Non si considerava, a ragione, un grande scrittore. Quando si rivolgevano a lui chiamandolo “Maestro” rimaneva qualche secondo interdetto per poi rispondere :”Ma che vuol dire?”. Era un narratore orale e fantasioso che soltanto la nostra Grecia d’Occidente e cioè la Sicilia poteva donarci. Un aedo moderno che ha saputo costruire con genialità una lingua, un mondo, un codice dove il limes fra fiction e reale è del tutto indifferente .
L’anima del regista, dello sceneggiatore è in lui certamente preponderante rispetto a quella di puro narratore, come potevano essere i siciliani Vincenzo Consolo e Leonardo Sciascia.
Cominciò alla Rai, l’avventura di Camilleri con l’arte , incaricato di mettere in scena per il pubblico televisivo le commedie di Eduardo o, guarda caso, il commissario Maigret interpretato da Gino Cervi.
Scriveva romanzi che Feltrinelli, Bompiani e Mondadori rifiutavano, sistematicamente, di pubblicare. Intanto scopre Roma e se ne innamora. Con Mario Mafai passeggia all’alba in via Margutta e, raggiunta la casa-studio di un pittore, dalla terrazza scopre l’Urbe inedita: un sopramondo di panni stesi, profumo di cucine fumanti e gli schiamazzi dei fanciulli.
Con la moglie Rosetta abiterà per decenni in via Asiago, nell’elegante e discreto quartiere Prati, guarda caso a due passi da mamma Rai.

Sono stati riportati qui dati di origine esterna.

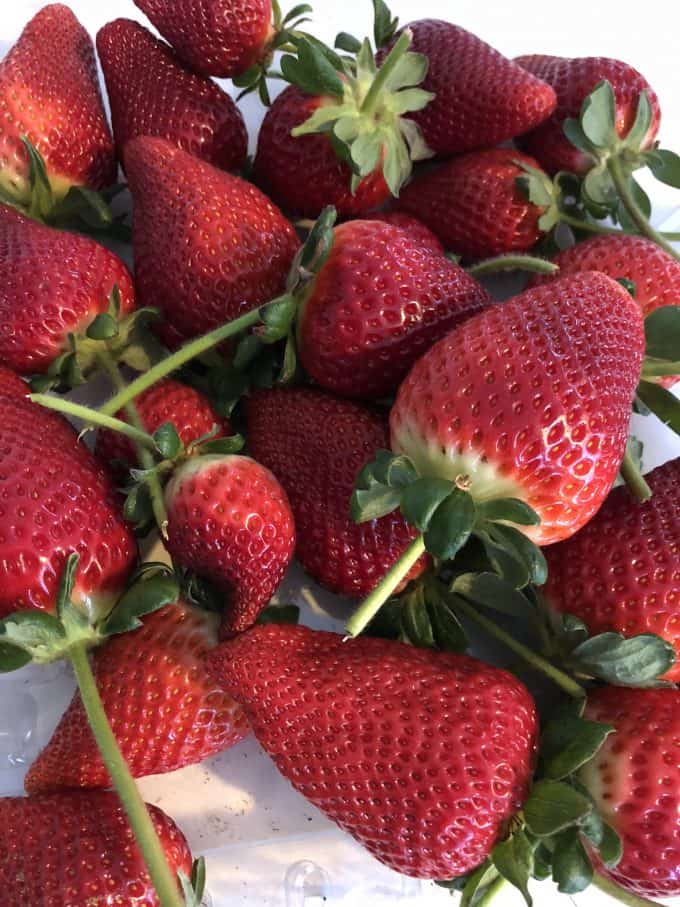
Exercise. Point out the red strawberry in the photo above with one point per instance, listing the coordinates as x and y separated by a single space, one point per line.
55 500
229 520
573 79
208 246
473 204
49 93
620 572
635 780
316 444
378 302
54 284
481 97
163 708
64 850
530 399
422 756
152 93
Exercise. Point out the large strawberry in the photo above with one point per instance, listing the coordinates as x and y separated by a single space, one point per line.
316 444
573 79
78 848
230 522
422 756
208 246
49 94
152 93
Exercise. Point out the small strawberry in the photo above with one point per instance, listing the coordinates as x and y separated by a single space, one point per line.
316 444
422 756
49 93
208 246
152 93
573 79
230 522
78 848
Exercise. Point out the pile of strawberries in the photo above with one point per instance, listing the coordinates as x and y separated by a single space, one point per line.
443 459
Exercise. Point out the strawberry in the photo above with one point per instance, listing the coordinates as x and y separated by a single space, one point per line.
54 285
573 79
530 399
422 756
78 848
55 500
474 205
152 93
634 780
229 520
49 93
181 713
315 444
377 303
620 572
208 246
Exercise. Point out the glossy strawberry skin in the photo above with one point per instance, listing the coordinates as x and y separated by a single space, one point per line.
530 399
316 444
152 92
621 572
635 779
78 848
54 500
472 203
303 175
380 300
229 520
573 79
54 284
422 756
208 246
49 92
163 708
214 37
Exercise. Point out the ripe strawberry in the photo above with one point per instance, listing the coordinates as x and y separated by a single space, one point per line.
573 79
55 500
422 756
229 520
620 572
316 444
49 93
474 206
54 284
481 97
530 399
78 848
163 708
634 780
152 93
378 302
208 246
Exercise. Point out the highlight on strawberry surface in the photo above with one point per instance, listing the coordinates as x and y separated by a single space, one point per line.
315 356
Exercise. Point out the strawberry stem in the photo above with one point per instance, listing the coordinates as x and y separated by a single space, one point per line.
164 880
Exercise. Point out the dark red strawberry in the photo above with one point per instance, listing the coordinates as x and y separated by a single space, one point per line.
49 93
474 205
316 444
422 756
152 93
78 848
573 78
208 246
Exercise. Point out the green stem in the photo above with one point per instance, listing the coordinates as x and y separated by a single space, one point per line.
179 358
525 653
94 417
164 880
392 579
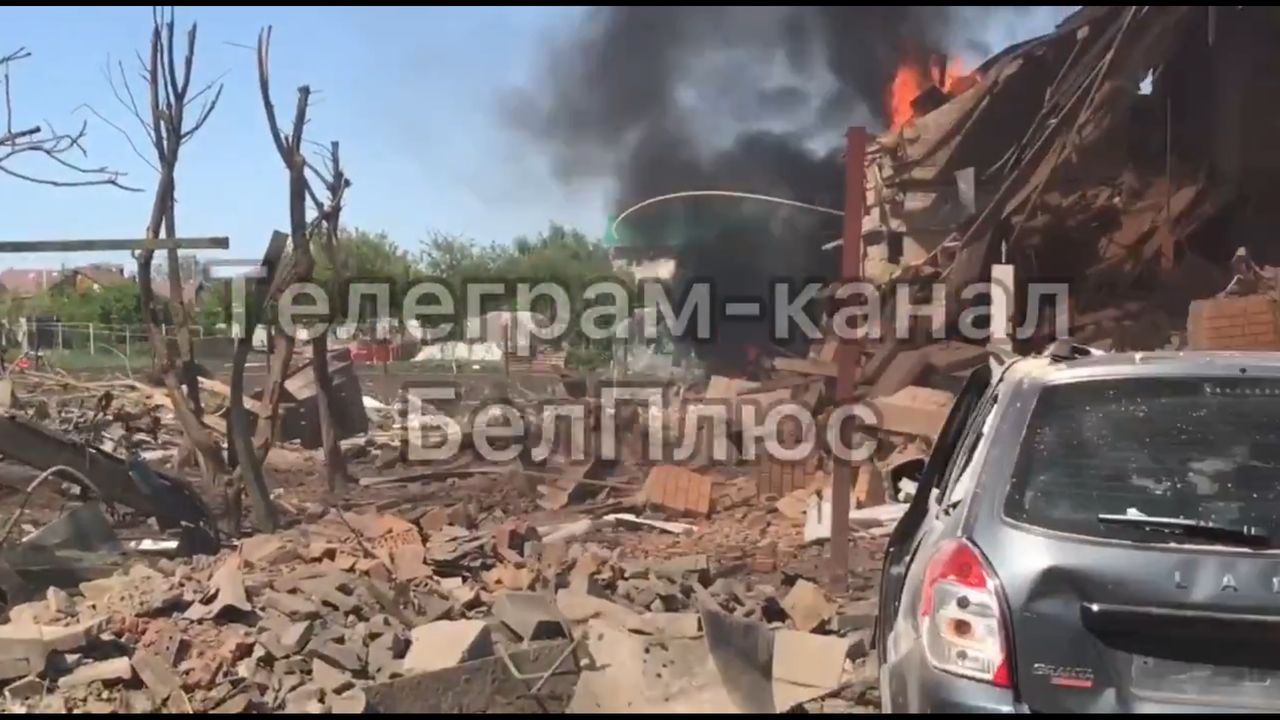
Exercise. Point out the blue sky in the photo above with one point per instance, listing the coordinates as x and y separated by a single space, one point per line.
411 92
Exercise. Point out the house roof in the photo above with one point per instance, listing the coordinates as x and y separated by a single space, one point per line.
27 282
104 276
190 288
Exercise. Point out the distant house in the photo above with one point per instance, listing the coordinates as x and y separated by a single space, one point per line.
27 283
92 278
191 290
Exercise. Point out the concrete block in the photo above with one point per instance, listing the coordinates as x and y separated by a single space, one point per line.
329 678
296 637
101 671
913 410
446 643
809 660
531 615
156 674
293 606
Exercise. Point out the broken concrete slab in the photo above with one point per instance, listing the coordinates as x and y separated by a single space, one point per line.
444 643
305 700
808 606
60 602
481 686
530 615
100 671
675 625
809 660
913 410
347 657
677 568
629 673
351 702
24 689
225 592
332 589
296 637
24 648
156 674
854 615
293 606
805 666
330 678
385 655
580 607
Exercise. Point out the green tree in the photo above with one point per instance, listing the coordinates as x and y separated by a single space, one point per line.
366 256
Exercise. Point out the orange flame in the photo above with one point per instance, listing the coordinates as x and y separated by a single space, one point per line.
910 81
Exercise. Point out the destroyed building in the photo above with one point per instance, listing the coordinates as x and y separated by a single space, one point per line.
1124 154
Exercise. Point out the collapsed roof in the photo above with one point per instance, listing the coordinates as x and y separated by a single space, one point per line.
1128 154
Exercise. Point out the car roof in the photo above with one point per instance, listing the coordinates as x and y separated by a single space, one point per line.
1042 369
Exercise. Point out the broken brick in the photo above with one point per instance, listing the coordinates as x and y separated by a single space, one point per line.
434 520
808 606
510 540
101 671
351 702
679 491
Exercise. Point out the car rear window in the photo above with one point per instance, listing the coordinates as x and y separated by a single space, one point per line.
1201 449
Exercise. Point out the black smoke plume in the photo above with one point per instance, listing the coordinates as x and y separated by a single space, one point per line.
661 100
667 99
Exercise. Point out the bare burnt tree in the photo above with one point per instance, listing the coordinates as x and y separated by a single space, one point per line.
48 144
328 226
172 118
301 264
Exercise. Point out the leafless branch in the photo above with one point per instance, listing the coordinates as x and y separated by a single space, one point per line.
123 132
131 104
48 141
13 137
216 83
205 110
264 63
112 181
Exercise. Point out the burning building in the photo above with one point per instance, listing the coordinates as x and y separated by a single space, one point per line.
1124 154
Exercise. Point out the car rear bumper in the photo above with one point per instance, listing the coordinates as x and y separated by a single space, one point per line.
910 684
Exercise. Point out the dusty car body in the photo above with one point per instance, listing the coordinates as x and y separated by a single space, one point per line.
1093 533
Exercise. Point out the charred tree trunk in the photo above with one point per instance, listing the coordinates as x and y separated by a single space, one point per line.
248 470
280 358
289 147
168 92
337 475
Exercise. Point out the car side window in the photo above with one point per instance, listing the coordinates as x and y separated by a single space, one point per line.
978 427
951 436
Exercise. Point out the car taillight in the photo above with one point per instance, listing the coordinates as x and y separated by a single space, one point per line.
960 618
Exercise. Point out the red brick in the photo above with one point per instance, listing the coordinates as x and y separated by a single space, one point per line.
679 491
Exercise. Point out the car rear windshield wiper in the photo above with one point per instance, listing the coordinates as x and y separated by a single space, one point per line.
1246 536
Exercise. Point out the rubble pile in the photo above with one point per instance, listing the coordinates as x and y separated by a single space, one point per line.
362 610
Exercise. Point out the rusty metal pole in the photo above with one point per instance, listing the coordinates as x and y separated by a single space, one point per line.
848 356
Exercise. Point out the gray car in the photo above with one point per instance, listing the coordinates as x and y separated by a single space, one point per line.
1093 533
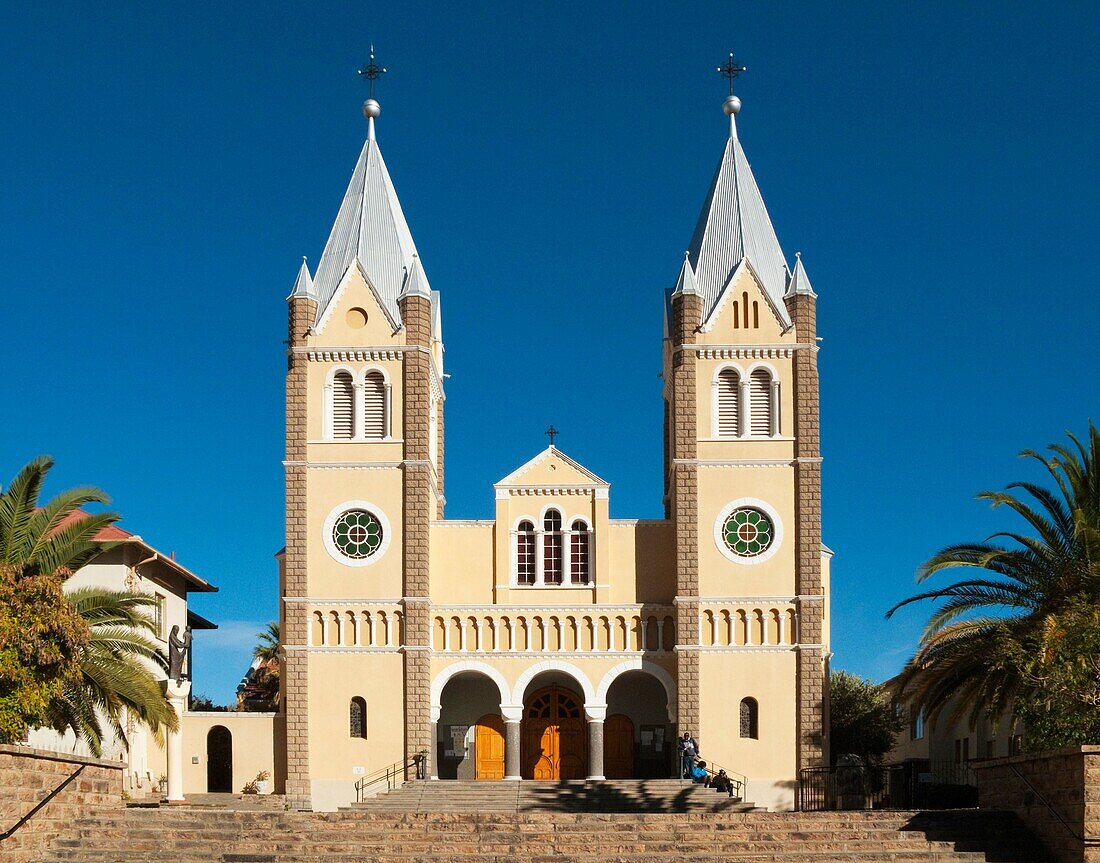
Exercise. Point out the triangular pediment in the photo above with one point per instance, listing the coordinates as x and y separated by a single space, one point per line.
551 468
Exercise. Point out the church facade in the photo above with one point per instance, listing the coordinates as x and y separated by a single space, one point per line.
552 641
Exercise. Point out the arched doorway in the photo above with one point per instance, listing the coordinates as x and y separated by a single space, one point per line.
618 748
219 760
488 748
553 734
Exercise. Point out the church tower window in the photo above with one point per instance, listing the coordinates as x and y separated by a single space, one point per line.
525 553
760 409
374 406
551 548
729 384
750 719
343 407
579 544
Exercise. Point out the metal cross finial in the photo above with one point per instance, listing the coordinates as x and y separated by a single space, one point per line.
372 72
730 70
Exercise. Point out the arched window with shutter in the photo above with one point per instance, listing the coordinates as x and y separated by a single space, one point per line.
343 406
525 553
551 548
729 386
374 406
579 553
356 718
750 719
760 404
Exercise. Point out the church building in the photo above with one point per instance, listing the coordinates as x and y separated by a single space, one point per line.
552 641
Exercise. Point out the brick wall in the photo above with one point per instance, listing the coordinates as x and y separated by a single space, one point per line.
29 775
1068 779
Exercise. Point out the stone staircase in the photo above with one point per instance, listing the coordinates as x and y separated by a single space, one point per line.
563 796
191 834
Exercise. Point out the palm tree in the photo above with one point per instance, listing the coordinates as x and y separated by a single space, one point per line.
970 652
116 668
53 541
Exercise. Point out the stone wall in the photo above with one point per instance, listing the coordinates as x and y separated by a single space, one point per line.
1068 779
29 775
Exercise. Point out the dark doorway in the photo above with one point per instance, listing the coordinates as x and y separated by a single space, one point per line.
219 760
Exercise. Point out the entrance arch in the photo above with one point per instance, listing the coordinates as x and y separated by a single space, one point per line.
553 734
219 760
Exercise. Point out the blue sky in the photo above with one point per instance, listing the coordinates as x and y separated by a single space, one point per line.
164 167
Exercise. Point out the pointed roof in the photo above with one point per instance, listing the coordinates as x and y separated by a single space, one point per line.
370 227
733 225
800 281
304 285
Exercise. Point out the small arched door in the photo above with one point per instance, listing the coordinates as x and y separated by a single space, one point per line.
219 760
618 748
553 742
488 748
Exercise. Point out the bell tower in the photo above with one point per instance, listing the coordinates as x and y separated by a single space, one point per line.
743 474
364 479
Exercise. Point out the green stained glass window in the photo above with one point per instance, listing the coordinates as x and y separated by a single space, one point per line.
358 533
748 532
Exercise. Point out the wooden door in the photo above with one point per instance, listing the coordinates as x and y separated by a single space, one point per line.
553 739
488 748
618 748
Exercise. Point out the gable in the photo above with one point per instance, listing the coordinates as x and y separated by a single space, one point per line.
551 468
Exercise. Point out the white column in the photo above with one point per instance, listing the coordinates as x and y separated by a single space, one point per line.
177 697
774 408
743 408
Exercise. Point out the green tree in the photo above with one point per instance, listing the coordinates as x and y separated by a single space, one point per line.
116 670
979 641
862 720
64 656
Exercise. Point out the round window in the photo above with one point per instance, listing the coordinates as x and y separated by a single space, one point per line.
748 532
358 533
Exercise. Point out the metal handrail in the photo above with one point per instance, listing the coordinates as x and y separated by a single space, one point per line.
1080 838
394 774
9 832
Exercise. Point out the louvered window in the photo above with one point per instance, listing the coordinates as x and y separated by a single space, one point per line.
525 553
728 408
374 406
343 406
552 548
760 400
579 553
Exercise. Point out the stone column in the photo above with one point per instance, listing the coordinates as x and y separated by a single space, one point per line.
812 682
686 314
595 715
513 740
177 697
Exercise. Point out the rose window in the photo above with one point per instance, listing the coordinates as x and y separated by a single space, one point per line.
748 532
356 533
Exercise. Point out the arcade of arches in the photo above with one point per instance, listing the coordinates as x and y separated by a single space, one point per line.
554 733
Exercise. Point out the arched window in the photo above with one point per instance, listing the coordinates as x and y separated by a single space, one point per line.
356 718
343 406
750 719
579 555
760 401
374 406
729 385
551 548
525 553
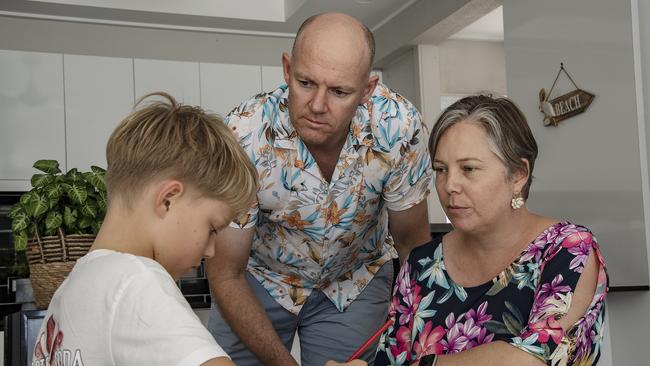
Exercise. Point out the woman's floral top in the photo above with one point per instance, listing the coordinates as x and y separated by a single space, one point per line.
521 306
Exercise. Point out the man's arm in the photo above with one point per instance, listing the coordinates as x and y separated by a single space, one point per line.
409 228
218 361
226 273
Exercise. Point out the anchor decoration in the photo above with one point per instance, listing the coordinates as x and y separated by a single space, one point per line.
564 106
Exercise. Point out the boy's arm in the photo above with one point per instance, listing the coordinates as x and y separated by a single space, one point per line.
226 273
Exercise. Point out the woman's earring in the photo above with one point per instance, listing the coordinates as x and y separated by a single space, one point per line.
517 201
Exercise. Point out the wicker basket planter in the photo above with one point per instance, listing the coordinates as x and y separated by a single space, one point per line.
51 259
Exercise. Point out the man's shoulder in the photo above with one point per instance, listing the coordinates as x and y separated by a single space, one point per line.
253 110
391 117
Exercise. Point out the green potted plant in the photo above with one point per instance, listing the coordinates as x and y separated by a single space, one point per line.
56 223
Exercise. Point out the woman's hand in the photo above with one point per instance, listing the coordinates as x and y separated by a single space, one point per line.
351 363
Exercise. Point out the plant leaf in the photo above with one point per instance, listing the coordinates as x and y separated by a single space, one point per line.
20 221
88 209
73 176
96 226
20 241
41 180
25 198
86 222
14 210
54 190
37 205
69 217
47 166
76 194
53 220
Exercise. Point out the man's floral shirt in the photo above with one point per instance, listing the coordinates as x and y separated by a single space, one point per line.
332 236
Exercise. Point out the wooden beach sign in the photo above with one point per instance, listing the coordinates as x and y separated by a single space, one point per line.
563 106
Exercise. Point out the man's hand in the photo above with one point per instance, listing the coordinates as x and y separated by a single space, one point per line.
351 363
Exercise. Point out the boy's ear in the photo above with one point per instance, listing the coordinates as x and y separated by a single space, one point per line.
167 196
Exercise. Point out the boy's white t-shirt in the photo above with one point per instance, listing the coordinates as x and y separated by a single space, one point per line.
121 309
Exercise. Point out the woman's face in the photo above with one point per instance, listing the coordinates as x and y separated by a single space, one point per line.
472 183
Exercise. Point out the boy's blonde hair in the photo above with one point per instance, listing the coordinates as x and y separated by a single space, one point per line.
166 139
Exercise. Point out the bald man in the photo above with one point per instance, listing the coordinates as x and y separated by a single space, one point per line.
344 175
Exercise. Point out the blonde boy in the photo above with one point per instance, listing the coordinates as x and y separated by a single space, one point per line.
175 177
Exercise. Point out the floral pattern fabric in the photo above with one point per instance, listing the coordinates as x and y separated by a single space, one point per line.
333 236
521 306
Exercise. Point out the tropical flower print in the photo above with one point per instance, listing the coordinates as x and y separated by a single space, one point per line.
520 306
311 233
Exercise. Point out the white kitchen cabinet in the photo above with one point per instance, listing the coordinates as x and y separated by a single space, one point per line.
272 77
98 95
225 86
178 78
31 114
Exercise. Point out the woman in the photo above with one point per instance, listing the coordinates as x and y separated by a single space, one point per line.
506 286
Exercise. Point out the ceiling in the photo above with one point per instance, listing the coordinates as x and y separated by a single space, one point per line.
487 28
253 17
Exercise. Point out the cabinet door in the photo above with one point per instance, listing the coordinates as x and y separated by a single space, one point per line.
272 77
31 114
178 78
98 95
225 86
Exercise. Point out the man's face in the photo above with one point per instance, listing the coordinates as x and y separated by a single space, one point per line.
325 89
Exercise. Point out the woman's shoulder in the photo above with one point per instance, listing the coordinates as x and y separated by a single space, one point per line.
426 250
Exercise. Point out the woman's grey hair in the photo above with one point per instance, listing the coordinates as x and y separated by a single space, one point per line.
509 136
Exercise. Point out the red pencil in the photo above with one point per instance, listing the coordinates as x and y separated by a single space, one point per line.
370 341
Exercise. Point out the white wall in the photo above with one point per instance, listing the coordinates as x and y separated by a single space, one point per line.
131 42
451 68
468 67
590 167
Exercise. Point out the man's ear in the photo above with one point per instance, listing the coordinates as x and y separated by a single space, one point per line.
286 67
370 87
167 195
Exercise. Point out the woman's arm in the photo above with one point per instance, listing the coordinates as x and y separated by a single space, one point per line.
505 354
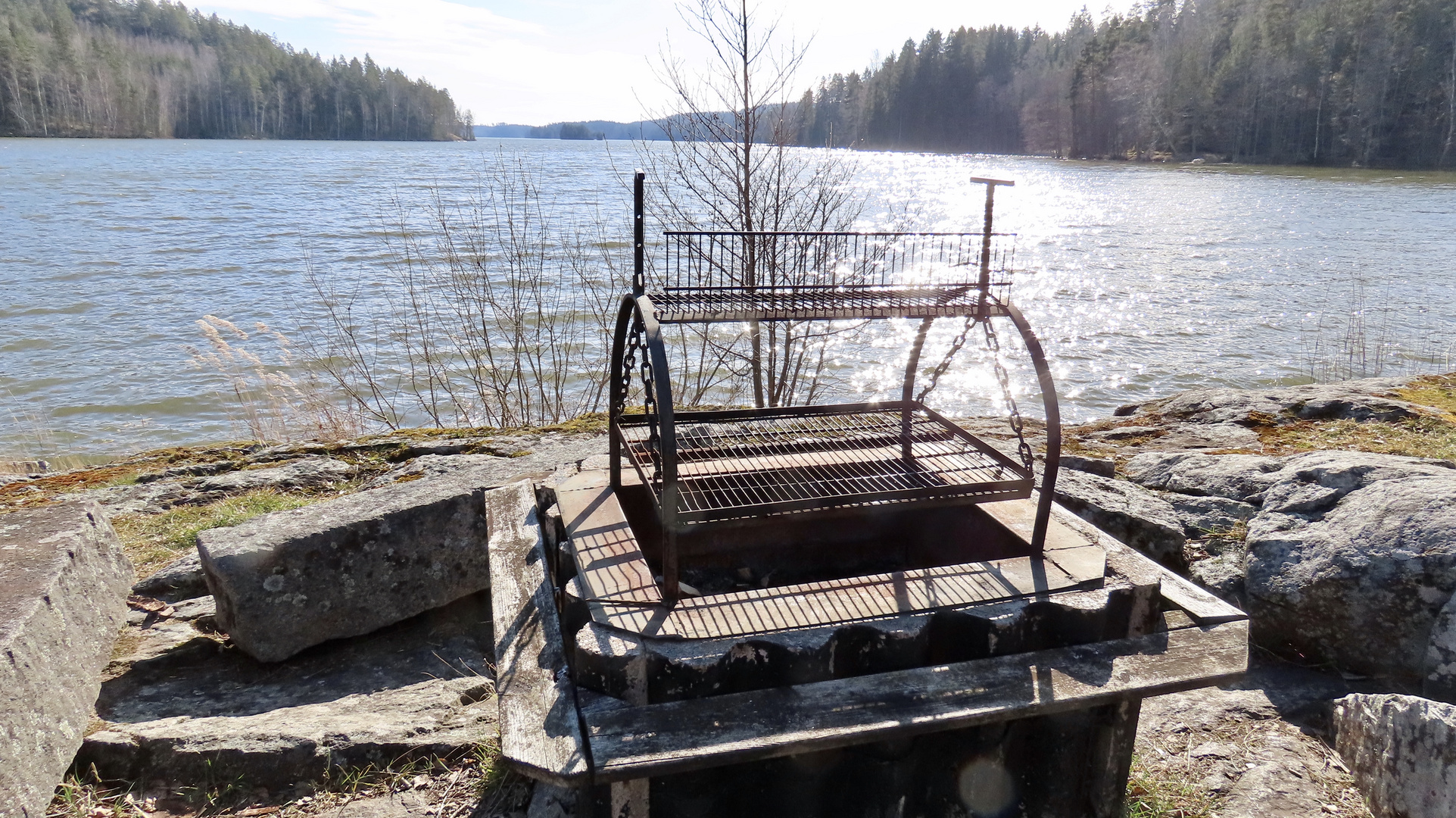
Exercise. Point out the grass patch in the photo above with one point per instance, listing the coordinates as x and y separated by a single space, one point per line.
157 539
1418 437
1152 797
1436 392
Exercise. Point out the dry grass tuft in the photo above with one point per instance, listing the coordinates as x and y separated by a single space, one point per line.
1153 797
1436 392
1418 437
280 402
473 783
157 539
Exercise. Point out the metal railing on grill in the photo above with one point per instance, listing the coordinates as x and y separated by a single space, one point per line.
752 462
738 276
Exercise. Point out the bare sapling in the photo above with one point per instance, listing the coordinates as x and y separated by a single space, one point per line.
730 165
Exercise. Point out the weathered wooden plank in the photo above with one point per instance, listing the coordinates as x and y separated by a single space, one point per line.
1200 604
654 740
607 555
1020 517
541 728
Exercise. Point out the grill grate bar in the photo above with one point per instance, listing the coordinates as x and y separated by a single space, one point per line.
733 464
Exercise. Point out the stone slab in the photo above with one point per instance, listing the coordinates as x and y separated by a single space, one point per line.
421 688
1401 751
345 567
63 590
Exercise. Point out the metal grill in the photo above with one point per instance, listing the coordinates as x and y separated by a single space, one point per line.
734 276
744 464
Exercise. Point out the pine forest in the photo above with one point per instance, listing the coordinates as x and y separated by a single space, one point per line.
146 69
1295 82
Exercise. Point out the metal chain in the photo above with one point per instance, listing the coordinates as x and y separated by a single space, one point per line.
644 369
945 363
1022 447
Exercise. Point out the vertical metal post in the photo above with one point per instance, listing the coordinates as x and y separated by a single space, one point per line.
986 238
638 236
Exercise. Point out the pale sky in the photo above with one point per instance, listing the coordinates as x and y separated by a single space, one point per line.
564 60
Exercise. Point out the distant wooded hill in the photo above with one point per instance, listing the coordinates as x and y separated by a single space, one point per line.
1318 82
591 130
145 69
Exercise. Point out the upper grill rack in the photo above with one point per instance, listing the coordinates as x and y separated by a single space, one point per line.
775 276
750 462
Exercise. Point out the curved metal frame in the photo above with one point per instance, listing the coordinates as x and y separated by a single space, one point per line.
637 315
1049 402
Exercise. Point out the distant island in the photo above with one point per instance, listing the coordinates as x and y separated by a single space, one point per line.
587 130
1320 82
146 69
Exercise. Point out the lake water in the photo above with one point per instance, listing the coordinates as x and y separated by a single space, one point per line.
1145 279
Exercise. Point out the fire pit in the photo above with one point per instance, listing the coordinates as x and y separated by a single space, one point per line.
845 610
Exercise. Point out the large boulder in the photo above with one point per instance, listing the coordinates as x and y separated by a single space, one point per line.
345 567
1361 582
1232 476
63 597
1401 751
1440 657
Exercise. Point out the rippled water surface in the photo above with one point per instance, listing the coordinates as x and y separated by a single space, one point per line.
1143 279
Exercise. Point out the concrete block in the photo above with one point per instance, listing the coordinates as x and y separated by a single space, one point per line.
1401 751
347 567
63 598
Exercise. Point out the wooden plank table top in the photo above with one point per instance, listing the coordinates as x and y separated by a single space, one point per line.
619 589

Il genio di Camilleri s’è visto quando al Teatro Greco di Siracusa, perfetta congiunzione di talento Umano e mistero divino dal cui impasto è nata una bellezza senza pari, ha messo in scena il “lo cunto de li cunti”, vale a dire le conversazioni di e su Tiresia.
Diventato cieco egli stesso a causa di un glaucoma, Camilleri s’è trasfigurato perfettamente nell’indovino Tebano. Diceva di sé, lo scrittore siciliano, che perdere la vista gli ha permesso di vedere più chiaramente cosa stava accadendo intorno a lui e a noi. L’unico rammarico era quello di non poter più godere della bellezza femminile, lui che era nato e cresciuto in un gineceo composto da mamma, suocera, moglie, figlia e la cameriera Italia.
Negli ultimi tempi appariva preoccupato per il clima d’intolleranza che si respira in Italia nei riguardi del diverso, dei migranti. Ripeteva che il consenso intorno al Salvini era lo stesso che si avvertiva nel 1930 di Mussolini.
C’è da augurarsi che Camilleri, su questo, non abbia profetizzato con la voce di Tiresia l’indovino.